# Cryptic Crossword Tool Use Agent

Cryptic crosswords are crosswords based on wordplay. 

Clues generally consist of two parts. There will be a *definition* of the answer, which always occurs at the start or end of the clue. The remainder of the clue is a *word puzzle* representing the answer. 

A common element in the word puzzle is a *charade* - a mini-clue that represents part of the answer. Another is an *indicator* - a term representing the type of wordplay being used. Some examples:

#### **Hard time for Olympian goddess (4).**

In this clue the *definition* is "Olympian goddess" (at the end of the clue). 

The *word puzzle* is "Hard time". 

The word puzzle is a set of two *charades* - "Hard" represents H, and "time" represents ERA. The answer is therefore HERA - the Olympian goddess.

#### **Sign of venomous creature losing tail (7).**

In this clue the *definition* is "sign" (at the start of the clue).

The *charade* is venomous creature - SCORPION. The *indicator* is "losing tail" - indicating that it is missing the final letter. The answer is SCORPIO - the (star) sign. 

Charades, indicators and definitions are frequently reused in cryptic clues (e.g. "worker" usually means ANT or BEE). To solve a cryptic crossword it is important to be familiar with these recurring elements. My idea was to give an Agent tools to search a database of previous charades, indicators and definitions, to better solve cryptic clues. 

### 1: Set up dspy

I used dspy for easy implementation of the ReAct agent framework. I used gpt-4.1-mini as my model, with a temperature of 0.

In [53]:
import dspy
import os

lm = dspy.LM(
    'openai/gpt-4.1-mini',
    temperature = 0.0,
    max_tokens = 8000
)

dspy.configure(lm = lm)

### 2: Make evaluation set

My evaluation set is the Times crossword number 29263, published on 23/06/2024 (from https://timesforthetimes.co.uk/). I set up the clues and answers as dspy examples. 

My main validation metric is a case-insensitive check that the answers are the same length. (All clues have 1-word answers so we don't need to worry about spaces here).

My second validation metric checks that the answer provided is the correct length. 

In [38]:

clues = [
    ('Flightless bird is back, by the sound of it (4)', 'rhea'),
    ('Flowering shrub sadly beginning to age — if such (7)', 'fuchsia'),
    ('Fellow from South Africa dividing current account (5)', 'isaac'),
    ('Two deer, one running, formed an obstacle (8)', 'hindered'),
    ('Impulsive commander''s assistant taken in by chart (6)', 'madcap'),
    ('Ultimately serious row about politician''s plot (9)', 'storyline'),
    ('Rise of gunge in eastern compound (7)', 'nitride'),
    ('Light fitting key composer installed extremely rarely to begin with (10)', 'chandelier'),
    ('Rapt figure cooked bitter comestible (10)', 'grapefruit'),
    ('Ancient Palestinian artisan running around before noon (9)', 'samaritan'),
    ('Live on farming land? That''s possible to endure (8)', 'bearable'),
    ('Couple originally reproduced in boat illustrations (7)', 'artwork'), 
    ('Pull cover off adolescent pamphlet (7)', 'attract'),
    ('Electrician leaves vehicle under end of overpass (6)', 'sparks'),
    ('Outcast from former French island (5)', 'exile'),
    ('Hard time for Olympian goddess (4)', 'hera')
]

def make_example(clue, answer):
    example = dspy.Example(clue = clue, answer_chars = len(answer), answer = answer)
    example = example.with_inputs('clue')
    return example

cryptic_eval = [make_example(clue, answer) for clue, answer in clues]

def validate_answer(example, pred, trace = None):
    return example.answer.lower() == pred.answer.lower()
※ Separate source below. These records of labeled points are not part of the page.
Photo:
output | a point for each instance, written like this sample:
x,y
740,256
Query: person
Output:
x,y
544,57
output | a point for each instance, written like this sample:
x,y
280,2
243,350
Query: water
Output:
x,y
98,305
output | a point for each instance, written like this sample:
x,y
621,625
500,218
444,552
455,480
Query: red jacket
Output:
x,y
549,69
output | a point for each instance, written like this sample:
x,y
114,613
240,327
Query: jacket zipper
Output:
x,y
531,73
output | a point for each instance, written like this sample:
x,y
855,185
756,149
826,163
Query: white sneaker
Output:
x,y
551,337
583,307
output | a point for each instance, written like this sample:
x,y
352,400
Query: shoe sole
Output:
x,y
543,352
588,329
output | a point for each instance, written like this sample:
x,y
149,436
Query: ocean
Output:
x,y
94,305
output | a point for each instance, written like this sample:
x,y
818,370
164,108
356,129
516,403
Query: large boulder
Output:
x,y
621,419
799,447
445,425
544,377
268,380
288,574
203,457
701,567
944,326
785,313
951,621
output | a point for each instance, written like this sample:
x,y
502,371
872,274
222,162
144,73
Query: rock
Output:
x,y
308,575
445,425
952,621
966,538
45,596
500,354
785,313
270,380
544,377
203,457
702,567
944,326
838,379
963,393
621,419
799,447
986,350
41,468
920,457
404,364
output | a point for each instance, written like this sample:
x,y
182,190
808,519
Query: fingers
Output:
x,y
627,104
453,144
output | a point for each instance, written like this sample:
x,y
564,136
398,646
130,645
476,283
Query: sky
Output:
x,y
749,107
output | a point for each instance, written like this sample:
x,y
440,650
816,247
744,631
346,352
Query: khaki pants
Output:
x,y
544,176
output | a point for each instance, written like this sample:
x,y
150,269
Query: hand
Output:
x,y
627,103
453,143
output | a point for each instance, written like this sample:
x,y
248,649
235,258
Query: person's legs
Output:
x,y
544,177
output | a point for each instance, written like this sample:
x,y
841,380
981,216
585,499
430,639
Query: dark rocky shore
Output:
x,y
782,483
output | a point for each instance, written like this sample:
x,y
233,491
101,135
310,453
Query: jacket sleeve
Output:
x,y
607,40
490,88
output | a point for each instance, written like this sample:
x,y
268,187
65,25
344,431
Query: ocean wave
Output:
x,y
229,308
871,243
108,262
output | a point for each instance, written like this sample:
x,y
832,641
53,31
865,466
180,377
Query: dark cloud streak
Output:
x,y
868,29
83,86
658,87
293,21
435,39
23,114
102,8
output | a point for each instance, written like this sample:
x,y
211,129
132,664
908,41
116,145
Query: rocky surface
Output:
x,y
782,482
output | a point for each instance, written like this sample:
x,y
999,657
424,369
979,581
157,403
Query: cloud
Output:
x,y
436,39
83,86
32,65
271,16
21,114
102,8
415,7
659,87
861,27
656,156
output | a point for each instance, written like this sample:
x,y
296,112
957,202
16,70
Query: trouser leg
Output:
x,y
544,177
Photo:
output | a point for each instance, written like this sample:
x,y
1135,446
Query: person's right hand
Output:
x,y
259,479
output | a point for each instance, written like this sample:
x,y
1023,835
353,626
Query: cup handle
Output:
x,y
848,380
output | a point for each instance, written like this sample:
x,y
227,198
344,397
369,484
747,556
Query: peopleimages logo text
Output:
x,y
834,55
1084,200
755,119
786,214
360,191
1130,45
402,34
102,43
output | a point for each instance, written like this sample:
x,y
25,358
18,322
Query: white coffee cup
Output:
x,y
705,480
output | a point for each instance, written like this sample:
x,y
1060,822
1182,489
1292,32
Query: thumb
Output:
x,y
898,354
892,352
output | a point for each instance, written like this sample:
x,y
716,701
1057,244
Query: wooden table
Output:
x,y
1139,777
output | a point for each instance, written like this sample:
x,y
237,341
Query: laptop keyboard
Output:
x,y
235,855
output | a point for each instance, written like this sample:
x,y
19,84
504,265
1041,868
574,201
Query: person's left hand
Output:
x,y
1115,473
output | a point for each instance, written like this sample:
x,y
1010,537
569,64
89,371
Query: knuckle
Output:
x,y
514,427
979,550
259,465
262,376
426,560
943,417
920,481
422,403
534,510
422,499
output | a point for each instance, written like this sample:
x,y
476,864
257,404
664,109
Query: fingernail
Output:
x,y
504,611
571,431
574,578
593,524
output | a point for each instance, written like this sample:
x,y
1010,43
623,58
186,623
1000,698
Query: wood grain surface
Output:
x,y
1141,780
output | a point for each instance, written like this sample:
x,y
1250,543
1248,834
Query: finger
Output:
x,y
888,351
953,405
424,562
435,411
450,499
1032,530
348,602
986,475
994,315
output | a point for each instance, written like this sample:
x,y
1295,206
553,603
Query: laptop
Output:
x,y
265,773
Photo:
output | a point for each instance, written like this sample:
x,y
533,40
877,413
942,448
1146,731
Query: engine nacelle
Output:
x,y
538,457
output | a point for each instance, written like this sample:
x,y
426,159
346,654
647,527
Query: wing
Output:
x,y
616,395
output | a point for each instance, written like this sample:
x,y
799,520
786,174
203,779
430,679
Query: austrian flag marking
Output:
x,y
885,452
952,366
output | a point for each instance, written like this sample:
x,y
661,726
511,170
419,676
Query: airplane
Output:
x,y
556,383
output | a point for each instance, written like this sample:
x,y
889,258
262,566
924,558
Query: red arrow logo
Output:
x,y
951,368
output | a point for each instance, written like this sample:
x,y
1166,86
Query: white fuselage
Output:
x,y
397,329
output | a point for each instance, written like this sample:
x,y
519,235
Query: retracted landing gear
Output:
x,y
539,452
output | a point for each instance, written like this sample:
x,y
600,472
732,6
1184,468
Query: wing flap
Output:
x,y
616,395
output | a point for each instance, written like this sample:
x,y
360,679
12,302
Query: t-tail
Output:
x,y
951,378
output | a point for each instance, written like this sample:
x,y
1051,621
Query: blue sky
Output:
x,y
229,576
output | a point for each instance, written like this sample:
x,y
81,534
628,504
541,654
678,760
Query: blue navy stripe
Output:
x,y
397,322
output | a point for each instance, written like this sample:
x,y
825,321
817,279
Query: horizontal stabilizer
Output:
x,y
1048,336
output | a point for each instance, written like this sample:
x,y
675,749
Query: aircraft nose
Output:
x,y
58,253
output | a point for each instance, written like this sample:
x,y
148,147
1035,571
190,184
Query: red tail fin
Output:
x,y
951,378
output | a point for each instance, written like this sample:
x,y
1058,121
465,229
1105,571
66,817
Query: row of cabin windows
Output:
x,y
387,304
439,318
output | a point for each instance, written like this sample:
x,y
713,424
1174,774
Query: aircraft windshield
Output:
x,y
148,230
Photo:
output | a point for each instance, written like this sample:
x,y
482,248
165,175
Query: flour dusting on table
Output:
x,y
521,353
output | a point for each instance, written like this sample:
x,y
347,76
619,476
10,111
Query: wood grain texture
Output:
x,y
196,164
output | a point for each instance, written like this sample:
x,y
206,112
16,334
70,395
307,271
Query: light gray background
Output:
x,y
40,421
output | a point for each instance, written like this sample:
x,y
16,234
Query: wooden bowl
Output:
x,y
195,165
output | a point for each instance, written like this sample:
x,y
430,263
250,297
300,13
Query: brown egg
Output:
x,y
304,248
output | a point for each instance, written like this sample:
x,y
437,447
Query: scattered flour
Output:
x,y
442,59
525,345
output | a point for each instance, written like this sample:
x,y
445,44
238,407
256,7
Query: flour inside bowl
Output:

def validate_answer_length(example, pred, trace = None):
    return len(example.answer) == len(pred.answer)

### 3: Baseline Chain-of-Thought model

This is a default dspy chain-of-thought signature to see how the model does without tools. It scores 43.75%. 

In [3]:
single_turn_model = dspy.ChainOfThought('clue: str -> answer: str')

In [4]:
from dspy.evaluate import Evaluate

evaluator = Evaluate(
    devset        = cryptic_eval,       
    metric        = validate_answer,          
    num_threads   = 8,                    
    display_progress = True
)

single_turn_score = evaluator(single_turn_model)

print(single_turn_score)



Average Metric: 7.00 / 16 (43.8%): 100%|██████████| 16/16 [00:00<00:00, 1341.18it/s]

2025/06/24 15:52:57 INFO dspy.evaluate.evaluate: Average Metric: 7 / 16 (43.8%)



43.75


### 4: Tools

I provided three tools - to search a database of definitions, charades and indicators. The datasets are from https://cryptics.georgeho.org . 

I used a dspy ReAct agent with these three tools. 

In [44]:
import polars as pl

definitions_df = pl.read_csv('data/clues.csv').select('definition', 'answer')
definitions_df = definitions_df.with_columns(pl.all().str.to_lowercase()).unique().drop_nulls()

charades_df = pl.read_csv('data/charades.csv').select('charade', 'answer')
charades_df = charades_df.with_columns(pl.all().str.to_lowercase()).unique().drop_nulls()

indicators_df = pl.read_csv('data/indicators.csv').select(['indicator', 'wordplay'])
indicators_df = indicators_df.with_columns(pl.all().str.to_lowercase()).unique().drop_nulls()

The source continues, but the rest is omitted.